Il trucco principale è che l'acquerello richiede un livello completamente diverso di controllo del materiale. Non devi solo visualizzare il risultato in testa prima di iniziare, ma anche capire come si comporterà esattamente il colore su carta bagnata, quanto velocemente asciugherà, come una tonalità si mescola con l'altra direttamente sulla tela.

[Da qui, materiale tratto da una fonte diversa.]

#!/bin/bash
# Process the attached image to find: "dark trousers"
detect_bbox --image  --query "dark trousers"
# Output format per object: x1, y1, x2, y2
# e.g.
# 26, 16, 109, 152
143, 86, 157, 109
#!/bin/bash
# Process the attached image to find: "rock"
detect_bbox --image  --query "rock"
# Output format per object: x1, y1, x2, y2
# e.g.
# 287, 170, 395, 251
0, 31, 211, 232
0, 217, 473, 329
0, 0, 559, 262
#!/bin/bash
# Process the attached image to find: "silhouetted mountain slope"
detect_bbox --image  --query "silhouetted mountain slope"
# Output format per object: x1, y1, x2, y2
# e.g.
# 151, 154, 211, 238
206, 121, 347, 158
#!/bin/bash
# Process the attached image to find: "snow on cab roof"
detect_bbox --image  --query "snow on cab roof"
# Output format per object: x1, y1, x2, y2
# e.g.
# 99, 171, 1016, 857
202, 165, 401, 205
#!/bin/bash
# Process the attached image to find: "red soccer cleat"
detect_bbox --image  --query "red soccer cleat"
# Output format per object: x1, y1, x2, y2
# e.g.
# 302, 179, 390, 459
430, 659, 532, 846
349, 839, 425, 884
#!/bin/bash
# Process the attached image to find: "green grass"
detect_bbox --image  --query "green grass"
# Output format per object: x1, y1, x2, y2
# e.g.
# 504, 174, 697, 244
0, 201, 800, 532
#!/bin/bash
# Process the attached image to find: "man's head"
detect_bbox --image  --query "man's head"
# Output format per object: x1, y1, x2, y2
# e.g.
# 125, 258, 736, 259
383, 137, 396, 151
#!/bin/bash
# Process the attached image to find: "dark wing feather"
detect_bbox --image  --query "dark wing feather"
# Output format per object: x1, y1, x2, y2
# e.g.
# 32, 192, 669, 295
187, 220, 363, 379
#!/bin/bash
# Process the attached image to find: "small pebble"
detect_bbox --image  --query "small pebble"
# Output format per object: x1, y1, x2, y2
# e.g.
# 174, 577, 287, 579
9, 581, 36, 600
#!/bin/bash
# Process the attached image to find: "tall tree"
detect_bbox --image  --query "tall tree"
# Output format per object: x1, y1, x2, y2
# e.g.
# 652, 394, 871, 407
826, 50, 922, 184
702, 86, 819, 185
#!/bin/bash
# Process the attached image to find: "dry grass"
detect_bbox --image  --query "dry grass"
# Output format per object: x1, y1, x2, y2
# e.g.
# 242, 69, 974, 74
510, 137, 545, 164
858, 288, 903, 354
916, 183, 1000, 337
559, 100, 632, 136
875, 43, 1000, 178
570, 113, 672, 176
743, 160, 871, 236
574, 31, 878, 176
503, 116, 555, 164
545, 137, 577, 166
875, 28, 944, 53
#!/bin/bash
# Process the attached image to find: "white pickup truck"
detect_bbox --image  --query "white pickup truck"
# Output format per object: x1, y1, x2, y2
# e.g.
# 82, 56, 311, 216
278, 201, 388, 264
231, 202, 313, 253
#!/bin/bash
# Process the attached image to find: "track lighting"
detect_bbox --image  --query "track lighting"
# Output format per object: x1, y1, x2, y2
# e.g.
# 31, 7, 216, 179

L'umidità, la temperatura della stanza, le proprietà assorbenti della carta specifica - tutto influisce. Non significa che l'acquerello sia più difficile, è solo che richiede un tipo di pensiero diverso! Devi essere più deciso nella scelta del tono, lavorare un po' più velocemente, non avere paura di lasciare spazi vuoti e macchie bianche. Con l'olio e l'acrilico puoi procrastinare e ritoccare, qui invece fai una mossa - e rimane!
Il trucco più semplice è non applicare il colore a mucchi, ma lavorare con strati traslucidi, lasciando asciugare bene ognuno. E trova assolutamente "la tua" carta - una base di qualità cambia tutto!